My favourite Homeric Hexameter

100_0659 Time has not done any favours for Sir William Watson. Time, in fact, has not served any of the patriotic verse writers of the early twentieth century particularly well, but Rudyard Kipling gets credit for hidden depths as well as sympathy for losing his son in World War One, and Henry Newbolt (‘Play up! Play up! And play the game!’) still gets quoted for British Imperial Poetry at its most jingoistic. The poetry of Sir William Watson, by contrast, was neither subtle or ambivalent enough to stand on its own merits, nor tasteless enough for notoriety. Born in 1858, he proved to be a staunch Victorian and literary conservative and could not or would not assimilate the increasingly influential modernist movement into his poetry. By the time of his death in 1935, his entry in the Oxford Dictionary of National Biography records that he was almost totally forgotten, and many were surprised that he had survived so long into the new century. He is now out of print, rarely anthologised and few even among academic specialists spare him a thought from day to day.

Such is literary fame. Some very few writers, like Shakespeare or Austen, may write volumes, and find that future generations will prize every word of them, and treasure every signature and trace they leave in the world. Others write volumes, and find of their hundreds of thousands of words a couple of poems survive, or a single book. Others may only contribute a single line or a phrase that bobs like a lonely spar on the surface of an ocean, into whose forgotten depths the edifice it was once part of has plunged without a trace.
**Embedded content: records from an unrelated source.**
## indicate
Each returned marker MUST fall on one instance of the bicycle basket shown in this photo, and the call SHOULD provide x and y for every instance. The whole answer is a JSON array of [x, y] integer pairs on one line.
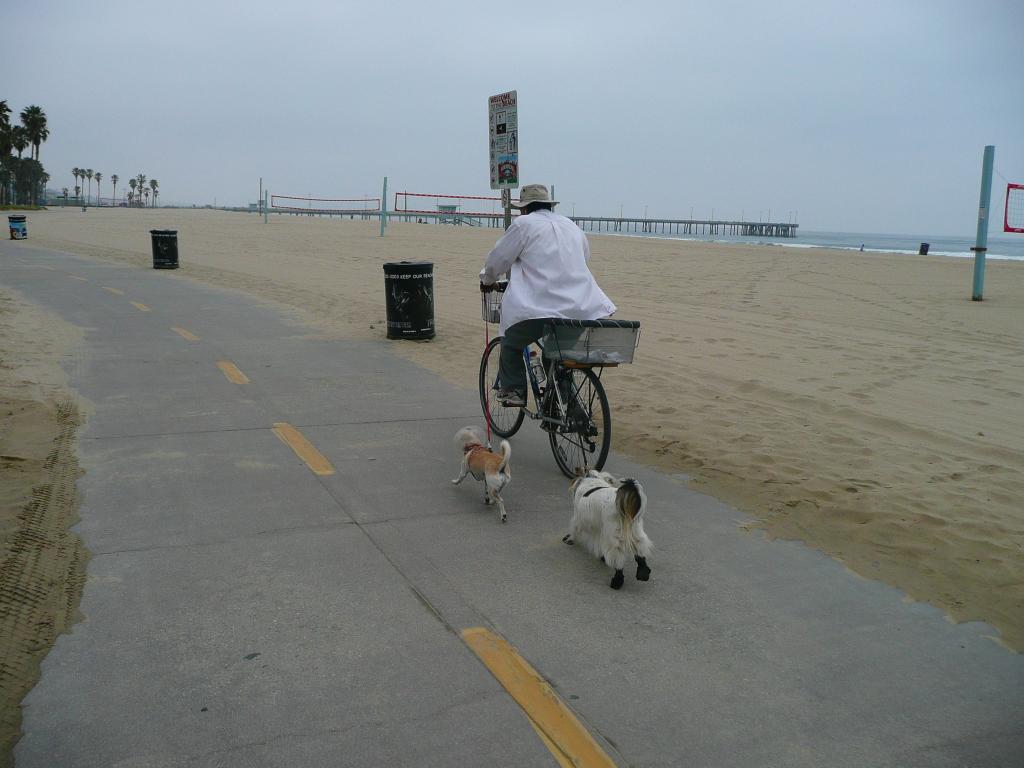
[[603, 342], [491, 302]]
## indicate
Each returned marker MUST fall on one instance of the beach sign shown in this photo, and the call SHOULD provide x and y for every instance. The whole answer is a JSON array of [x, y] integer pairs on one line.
[[503, 137]]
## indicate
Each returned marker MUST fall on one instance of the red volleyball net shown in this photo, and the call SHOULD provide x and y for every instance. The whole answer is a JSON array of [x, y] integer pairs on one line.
[[1013, 215], [294, 204], [461, 205]]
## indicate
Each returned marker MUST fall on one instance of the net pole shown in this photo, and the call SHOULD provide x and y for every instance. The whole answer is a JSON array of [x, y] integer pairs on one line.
[[981, 241]]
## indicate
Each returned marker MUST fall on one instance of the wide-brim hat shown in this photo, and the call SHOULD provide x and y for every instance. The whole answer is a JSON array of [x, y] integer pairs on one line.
[[534, 194]]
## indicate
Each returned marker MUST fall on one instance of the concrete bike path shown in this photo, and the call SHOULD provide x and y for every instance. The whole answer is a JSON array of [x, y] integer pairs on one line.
[[242, 609]]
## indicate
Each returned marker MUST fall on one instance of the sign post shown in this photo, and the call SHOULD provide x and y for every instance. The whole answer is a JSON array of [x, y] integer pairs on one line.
[[503, 137]]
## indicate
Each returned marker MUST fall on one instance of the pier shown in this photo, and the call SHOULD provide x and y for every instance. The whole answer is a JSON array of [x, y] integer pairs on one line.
[[587, 223], [685, 226]]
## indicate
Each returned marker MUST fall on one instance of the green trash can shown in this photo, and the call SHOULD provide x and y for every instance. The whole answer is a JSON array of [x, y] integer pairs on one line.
[[165, 249], [18, 227]]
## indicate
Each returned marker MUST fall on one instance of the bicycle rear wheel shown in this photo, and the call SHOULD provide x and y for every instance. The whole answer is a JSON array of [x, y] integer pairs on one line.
[[505, 422], [584, 442]]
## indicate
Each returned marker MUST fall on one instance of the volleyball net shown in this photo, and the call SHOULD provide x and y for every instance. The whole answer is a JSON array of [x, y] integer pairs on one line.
[[295, 204], [462, 205], [1013, 215]]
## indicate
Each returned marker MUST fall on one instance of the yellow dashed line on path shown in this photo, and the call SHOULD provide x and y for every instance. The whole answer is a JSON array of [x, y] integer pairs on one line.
[[564, 736], [231, 372], [303, 449], [184, 334]]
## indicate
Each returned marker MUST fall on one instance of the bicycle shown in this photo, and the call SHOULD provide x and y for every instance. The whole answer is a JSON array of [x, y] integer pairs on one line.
[[568, 398]]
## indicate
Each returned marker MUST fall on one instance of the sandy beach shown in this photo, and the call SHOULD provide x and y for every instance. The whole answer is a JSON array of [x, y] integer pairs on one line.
[[42, 562], [858, 402]]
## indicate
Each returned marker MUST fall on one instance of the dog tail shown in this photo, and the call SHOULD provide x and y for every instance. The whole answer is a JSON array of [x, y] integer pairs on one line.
[[506, 455], [631, 501]]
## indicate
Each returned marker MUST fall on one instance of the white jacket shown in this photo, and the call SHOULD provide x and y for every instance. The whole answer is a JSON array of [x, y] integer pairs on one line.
[[546, 256]]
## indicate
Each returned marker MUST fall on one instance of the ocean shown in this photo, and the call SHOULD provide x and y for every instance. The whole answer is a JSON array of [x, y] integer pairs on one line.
[[1007, 247]]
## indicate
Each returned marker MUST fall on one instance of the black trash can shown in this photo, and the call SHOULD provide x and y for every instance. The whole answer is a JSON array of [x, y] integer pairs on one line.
[[18, 228], [410, 296], [165, 249]]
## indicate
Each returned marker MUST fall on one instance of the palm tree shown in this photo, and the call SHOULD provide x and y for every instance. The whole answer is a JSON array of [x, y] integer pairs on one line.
[[19, 139], [5, 143], [34, 120]]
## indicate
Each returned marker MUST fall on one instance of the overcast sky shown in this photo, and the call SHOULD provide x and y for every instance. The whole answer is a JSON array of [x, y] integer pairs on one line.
[[851, 116]]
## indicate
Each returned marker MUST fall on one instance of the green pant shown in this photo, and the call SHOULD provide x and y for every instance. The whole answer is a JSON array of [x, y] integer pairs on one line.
[[511, 371]]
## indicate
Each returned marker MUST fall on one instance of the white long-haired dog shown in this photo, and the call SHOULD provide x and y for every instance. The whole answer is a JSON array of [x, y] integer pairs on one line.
[[484, 465], [607, 519]]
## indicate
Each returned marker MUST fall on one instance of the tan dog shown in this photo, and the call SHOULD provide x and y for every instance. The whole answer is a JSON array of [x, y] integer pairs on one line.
[[484, 465]]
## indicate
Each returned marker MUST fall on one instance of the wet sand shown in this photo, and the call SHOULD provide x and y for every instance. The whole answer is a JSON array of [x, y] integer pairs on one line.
[[42, 563], [859, 402]]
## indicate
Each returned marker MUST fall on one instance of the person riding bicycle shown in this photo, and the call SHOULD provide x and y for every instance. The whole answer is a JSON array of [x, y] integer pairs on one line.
[[546, 257]]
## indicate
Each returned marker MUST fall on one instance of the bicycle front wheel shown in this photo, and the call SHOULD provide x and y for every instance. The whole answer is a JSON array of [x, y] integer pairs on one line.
[[505, 422], [582, 441]]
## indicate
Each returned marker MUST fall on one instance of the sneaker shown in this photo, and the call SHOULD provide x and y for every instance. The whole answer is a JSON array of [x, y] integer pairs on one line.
[[511, 398]]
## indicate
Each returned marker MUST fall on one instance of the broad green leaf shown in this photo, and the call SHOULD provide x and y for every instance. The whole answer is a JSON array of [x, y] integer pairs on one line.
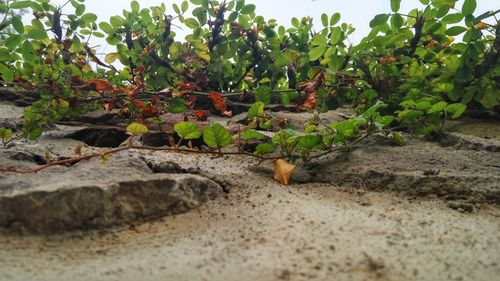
[[334, 19], [134, 5], [263, 94], [137, 129], [89, 17], [116, 21], [452, 18], [336, 35], [437, 107], [111, 57], [187, 130], [397, 21], [34, 133], [37, 34], [324, 19], [216, 136], [7, 73], [245, 21], [316, 52], [395, 5], [249, 134], [309, 142], [379, 20], [398, 139], [5, 134], [455, 30], [248, 9], [106, 27], [469, 7], [256, 110], [20, 4], [18, 25], [184, 6], [456, 109], [265, 148]]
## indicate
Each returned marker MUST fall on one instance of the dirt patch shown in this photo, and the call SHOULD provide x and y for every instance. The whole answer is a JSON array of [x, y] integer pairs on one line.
[[94, 195]]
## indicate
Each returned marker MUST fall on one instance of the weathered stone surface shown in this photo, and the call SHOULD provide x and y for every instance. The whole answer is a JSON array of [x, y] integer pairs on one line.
[[91, 194], [18, 96]]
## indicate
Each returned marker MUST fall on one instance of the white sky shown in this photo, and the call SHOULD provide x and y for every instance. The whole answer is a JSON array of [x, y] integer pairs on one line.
[[357, 12]]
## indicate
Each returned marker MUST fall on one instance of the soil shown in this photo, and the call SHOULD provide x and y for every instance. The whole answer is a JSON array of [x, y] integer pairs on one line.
[[324, 226]]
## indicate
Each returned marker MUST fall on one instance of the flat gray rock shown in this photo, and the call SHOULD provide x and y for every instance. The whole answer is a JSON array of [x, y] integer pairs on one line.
[[91, 194], [469, 172]]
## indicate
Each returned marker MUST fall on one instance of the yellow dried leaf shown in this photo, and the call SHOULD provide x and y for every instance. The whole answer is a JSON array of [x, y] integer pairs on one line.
[[282, 171]]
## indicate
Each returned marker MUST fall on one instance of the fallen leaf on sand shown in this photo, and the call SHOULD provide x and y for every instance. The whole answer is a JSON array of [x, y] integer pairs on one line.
[[282, 171]]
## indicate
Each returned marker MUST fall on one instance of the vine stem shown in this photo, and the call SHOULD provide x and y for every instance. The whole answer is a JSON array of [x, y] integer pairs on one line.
[[216, 153]]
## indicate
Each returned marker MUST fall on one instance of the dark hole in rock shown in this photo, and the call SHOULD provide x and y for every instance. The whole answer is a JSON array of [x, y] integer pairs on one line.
[[159, 139], [165, 167], [100, 136], [28, 157]]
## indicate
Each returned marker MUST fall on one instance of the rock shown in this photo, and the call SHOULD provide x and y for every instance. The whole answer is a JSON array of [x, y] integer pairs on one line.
[[419, 168], [92, 195], [468, 142], [100, 136], [19, 97]]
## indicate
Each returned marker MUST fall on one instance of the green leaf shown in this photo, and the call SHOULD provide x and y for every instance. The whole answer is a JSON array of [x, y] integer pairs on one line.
[[13, 41], [265, 148], [106, 27], [111, 57], [379, 20], [437, 107], [134, 5], [452, 18], [187, 130], [245, 21], [137, 129], [7, 73], [37, 34], [336, 35], [316, 52], [256, 110], [116, 21], [184, 6], [248, 9], [455, 30], [456, 109], [34, 133], [89, 18], [177, 105], [249, 134], [5, 134], [395, 5], [397, 21], [79, 10], [398, 139], [263, 94], [216, 136], [334, 19], [20, 5], [18, 25], [319, 39], [309, 142], [469, 7]]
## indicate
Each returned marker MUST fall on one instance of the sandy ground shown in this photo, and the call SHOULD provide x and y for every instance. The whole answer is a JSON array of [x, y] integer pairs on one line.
[[264, 231]]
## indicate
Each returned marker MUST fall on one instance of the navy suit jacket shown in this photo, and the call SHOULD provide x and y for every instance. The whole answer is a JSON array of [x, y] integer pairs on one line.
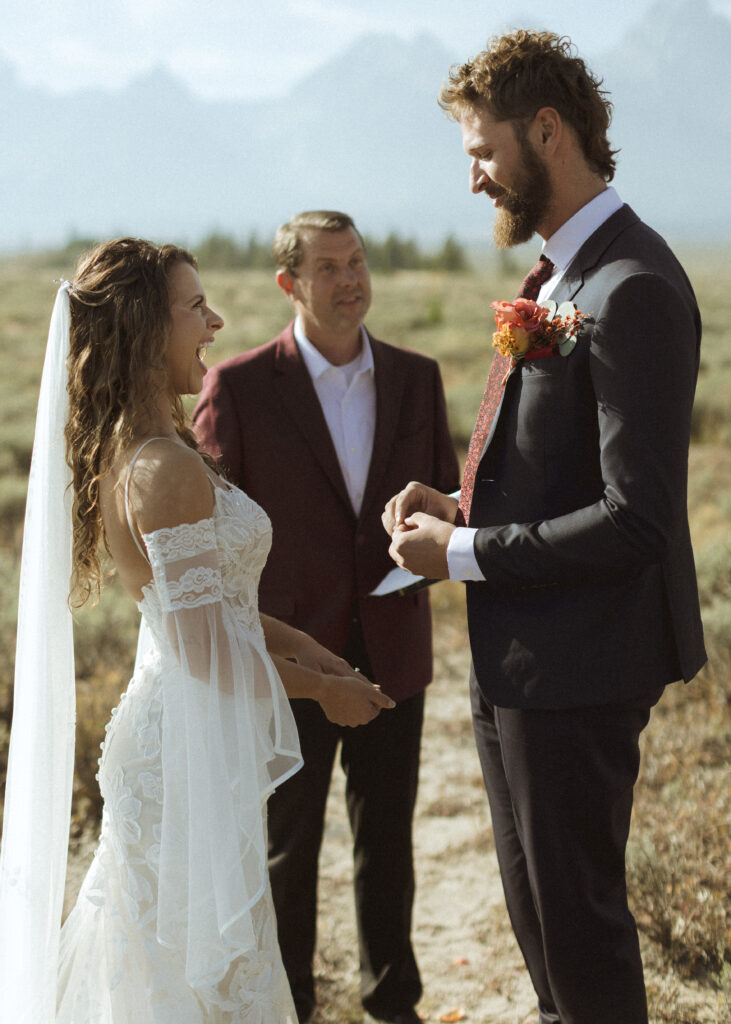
[[259, 415], [581, 496]]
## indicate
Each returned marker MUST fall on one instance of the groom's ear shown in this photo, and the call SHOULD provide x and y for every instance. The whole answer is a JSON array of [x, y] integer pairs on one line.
[[547, 130], [286, 283]]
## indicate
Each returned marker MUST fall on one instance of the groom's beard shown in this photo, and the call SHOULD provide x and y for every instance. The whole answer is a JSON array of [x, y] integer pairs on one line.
[[525, 206]]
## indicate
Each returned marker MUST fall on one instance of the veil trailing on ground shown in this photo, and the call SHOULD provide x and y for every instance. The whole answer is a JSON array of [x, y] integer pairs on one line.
[[35, 841]]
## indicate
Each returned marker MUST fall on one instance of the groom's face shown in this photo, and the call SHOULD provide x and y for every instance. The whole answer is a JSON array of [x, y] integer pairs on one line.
[[507, 168]]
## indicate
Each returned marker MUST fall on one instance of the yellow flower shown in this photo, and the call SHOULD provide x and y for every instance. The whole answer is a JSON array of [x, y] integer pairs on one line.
[[511, 340]]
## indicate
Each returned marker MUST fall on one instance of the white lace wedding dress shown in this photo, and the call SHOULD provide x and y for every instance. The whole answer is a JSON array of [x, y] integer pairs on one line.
[[174, 923]]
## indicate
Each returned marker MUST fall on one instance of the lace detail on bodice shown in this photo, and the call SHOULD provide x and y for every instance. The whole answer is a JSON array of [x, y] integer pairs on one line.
[[240, 530]]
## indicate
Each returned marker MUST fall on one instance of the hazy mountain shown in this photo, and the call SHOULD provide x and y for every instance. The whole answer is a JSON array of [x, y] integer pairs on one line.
[[362, 133], [672, 92]]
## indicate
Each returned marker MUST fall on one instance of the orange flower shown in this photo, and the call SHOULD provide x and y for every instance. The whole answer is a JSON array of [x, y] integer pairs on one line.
[[523, 313]]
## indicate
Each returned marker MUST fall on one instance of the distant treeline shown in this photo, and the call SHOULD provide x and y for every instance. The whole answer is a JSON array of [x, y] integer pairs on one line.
[[394, 253], [219, 251]]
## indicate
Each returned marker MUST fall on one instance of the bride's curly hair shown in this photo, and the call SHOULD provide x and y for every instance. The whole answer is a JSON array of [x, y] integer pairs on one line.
[[120, 323]]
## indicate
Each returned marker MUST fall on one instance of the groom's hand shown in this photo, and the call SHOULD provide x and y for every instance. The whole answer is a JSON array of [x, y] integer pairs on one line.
[[418, 498], [420, 545]]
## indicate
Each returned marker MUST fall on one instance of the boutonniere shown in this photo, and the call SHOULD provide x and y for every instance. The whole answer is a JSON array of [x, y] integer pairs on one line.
[[527, 331]]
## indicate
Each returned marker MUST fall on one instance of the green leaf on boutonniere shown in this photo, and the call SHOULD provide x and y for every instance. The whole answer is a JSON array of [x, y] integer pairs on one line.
[[566, 339]]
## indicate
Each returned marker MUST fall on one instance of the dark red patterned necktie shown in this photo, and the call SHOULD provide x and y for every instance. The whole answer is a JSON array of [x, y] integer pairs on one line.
[[493, 395]]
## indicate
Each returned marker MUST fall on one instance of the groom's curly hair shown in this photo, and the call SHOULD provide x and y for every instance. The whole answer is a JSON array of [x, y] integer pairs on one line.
[[523, 71], [120, 323]]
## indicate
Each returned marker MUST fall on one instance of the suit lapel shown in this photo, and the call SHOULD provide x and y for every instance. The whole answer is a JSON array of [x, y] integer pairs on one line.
[[301, 404], [571, 283], [592, 253], [389, 388]]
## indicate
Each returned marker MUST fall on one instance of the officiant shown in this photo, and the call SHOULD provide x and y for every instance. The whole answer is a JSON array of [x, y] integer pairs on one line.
[[321, 426]]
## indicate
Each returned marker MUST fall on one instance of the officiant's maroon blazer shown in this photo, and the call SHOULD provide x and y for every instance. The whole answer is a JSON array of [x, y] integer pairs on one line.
[[260, 417], [581, 497]]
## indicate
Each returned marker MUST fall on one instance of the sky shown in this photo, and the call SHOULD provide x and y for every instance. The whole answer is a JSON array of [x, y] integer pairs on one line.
[[247, 49]]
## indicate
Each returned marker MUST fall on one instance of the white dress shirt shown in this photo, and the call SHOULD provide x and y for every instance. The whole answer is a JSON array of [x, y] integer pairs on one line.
[[560, 249], [347, 395]]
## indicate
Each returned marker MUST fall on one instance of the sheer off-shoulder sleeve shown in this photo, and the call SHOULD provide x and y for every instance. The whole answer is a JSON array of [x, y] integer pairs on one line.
[[228, 739]]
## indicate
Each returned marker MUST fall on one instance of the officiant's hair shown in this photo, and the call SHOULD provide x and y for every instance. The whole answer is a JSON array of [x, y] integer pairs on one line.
[[523, 71], [120, 324], [288, 248]]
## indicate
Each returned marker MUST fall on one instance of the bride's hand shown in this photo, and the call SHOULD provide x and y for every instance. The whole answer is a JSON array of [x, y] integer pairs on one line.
[[289, 642], [351, 699]]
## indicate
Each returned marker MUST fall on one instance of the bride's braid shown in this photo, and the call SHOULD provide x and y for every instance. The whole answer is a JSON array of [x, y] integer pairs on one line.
[[120, 320]]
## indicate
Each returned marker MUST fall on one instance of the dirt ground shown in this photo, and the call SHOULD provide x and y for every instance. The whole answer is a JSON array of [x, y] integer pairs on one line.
[[471, 968]]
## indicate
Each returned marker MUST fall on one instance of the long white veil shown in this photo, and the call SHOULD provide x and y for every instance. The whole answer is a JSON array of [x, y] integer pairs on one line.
[[35, 840]]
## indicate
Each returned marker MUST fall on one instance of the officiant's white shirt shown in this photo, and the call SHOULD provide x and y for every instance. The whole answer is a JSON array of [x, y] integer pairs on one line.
[[347, 395], [560, 249]]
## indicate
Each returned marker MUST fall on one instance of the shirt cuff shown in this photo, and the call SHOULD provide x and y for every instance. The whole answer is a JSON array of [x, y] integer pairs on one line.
[[461, 555]]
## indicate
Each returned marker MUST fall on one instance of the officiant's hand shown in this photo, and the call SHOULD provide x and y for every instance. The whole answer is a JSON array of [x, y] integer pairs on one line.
[[418, 498], [420, 545]]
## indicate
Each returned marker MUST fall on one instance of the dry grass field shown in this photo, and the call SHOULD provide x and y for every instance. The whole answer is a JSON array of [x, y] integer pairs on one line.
[[681, 845]]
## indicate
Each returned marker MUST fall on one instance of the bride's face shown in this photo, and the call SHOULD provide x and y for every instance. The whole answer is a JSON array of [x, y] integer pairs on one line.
[[191, 329]]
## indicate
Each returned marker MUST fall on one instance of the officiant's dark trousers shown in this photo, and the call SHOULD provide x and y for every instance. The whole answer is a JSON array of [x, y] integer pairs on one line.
[[381, 765], [560, 791]]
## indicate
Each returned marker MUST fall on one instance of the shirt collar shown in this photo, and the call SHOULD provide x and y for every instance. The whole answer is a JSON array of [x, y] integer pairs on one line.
[[565, 243], [316, 363]]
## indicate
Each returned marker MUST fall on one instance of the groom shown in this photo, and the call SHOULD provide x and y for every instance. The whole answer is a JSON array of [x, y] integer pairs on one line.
[[571, 528]]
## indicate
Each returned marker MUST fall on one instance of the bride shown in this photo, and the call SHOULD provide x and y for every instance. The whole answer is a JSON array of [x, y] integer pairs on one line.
[[174, 922]]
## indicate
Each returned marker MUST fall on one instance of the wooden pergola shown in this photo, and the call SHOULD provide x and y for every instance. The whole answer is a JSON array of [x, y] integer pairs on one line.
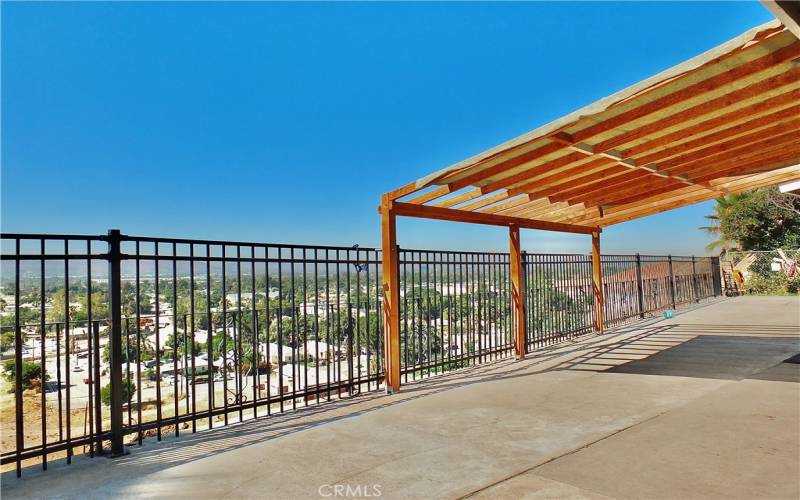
[[723, 122]]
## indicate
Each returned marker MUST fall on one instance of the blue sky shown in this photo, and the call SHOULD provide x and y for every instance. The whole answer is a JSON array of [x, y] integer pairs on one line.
[[285, 122]]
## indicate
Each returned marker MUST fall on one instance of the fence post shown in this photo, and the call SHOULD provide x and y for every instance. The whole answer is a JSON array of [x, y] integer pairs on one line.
[[95, 379], [597, 281], [671, 281], [391, 296], [517, 290], [639, 285], [115, 339]]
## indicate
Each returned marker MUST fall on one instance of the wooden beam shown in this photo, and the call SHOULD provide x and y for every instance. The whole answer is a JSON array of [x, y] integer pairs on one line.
[[685, 196], [391, 296], [704, 108], [517, 291], [747, 69], [752, 112], [763, 125], [449, 214], [597, 284]]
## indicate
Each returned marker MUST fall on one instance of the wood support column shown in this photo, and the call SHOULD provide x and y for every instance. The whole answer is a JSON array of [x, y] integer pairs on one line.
[[391, 296], [597, 281], [517, 291]]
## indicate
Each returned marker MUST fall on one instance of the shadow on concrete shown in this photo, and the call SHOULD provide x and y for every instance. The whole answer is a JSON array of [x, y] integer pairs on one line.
[[715, 356]]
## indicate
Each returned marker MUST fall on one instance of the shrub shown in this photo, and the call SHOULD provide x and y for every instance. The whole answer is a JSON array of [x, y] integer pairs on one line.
[[128, 389]]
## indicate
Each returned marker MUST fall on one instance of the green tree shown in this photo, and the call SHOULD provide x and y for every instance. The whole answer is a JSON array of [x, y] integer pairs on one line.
[[764, 219], [30, 371], [722, 207]]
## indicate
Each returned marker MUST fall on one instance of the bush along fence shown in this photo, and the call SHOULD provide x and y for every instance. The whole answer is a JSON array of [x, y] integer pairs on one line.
[[109, 339]]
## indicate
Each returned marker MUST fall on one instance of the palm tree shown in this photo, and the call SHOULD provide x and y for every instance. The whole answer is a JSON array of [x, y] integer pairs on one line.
[[721, 242]]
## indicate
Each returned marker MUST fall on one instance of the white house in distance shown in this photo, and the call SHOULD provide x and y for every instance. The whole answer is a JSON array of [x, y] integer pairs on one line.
[[275, 354]]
Some, like Sir William Watson, are almost completely forgotten – yet if I had to nominate a single line of his poetry to survive the cataclysm, I’d opt for the first line of his Hymn to the Sea:

Lover whose vehement kisses on lips irresponsive are squandered

This is a verse form called a Homeric, or Dactylic, Hexameter, consisting of a metrical foot of one stressed and two unstressed syllables, repeated six times. It is an English version of the Ancient Greek metre in which the Iliad and Odyssey were written, and one that proved to be bizarrely popular throughout the nineteenth century. The flaws of the English hexameter are obvious to anyone who tries to read or to write a such a poem – such as Coleridge, who complained:

All my hexameters fly, like stags pursued by the staghounds,
Breathless and panting, and ready to drop, yet flying still onwards,
I would full fain pull in my hard-mouthed runaway hunter ;
But our English Spondeans are clumsy yet impotent curb-reins ;
And so to make him go slowly, no way left have I but to lame him.

In English, it is a forced, unnatural metre, turgid, droningly repetitive, almost impossible to rhyme (though Swinburne made a good shot at it) and which owes its nineteenth century popularity entirely to the novelty and difficulty of the metre, and the cultural cachet of its Homeric associations. The most famous and readable works in it are Henry Wadsworth Longfellow’s Evangeline, and Robert Southey’s notorious A Vision of Judgement, which includes lines like:

Thus as I stood, the bell which awhile from its warning had rested,
Sent forth its note again, toll, toll, thro’ the silence of evening.

And which inspired a brilliant parody by Byron, in the far more expressive form of ottava rima.

Having found the dactyllic hexameter completely unsuited to the English language, it is surprising to find that in Sir William Watson’s line, it almost works. The poem as a whole quickly gets repetitive, but in the musical phrase

Lover whose vehement kisses on lips irresponsive are squandered

I can find what the English hexameter has universally lacked: the marriage of sound and sense. In the whispering of the repeated sibilance; in the crash of the opening stresses and the melancholy, long, withdrawing roar of the weaker syllables, there is something evocative of the very motion of the sea, the ‘tremulous cadence slow’ that haunts Arnold’s ‘Dover Beach’ and Tennyson’s ‘Passing the Bar’. Counterpointed by the strikingly original image of the sea imparting her passionate kisses to the land, it makes this single dactylic hexameter as close to perfect as the English language can make it. It is a line well worth remembering, and one which I do remember, every time I go down to the seashore.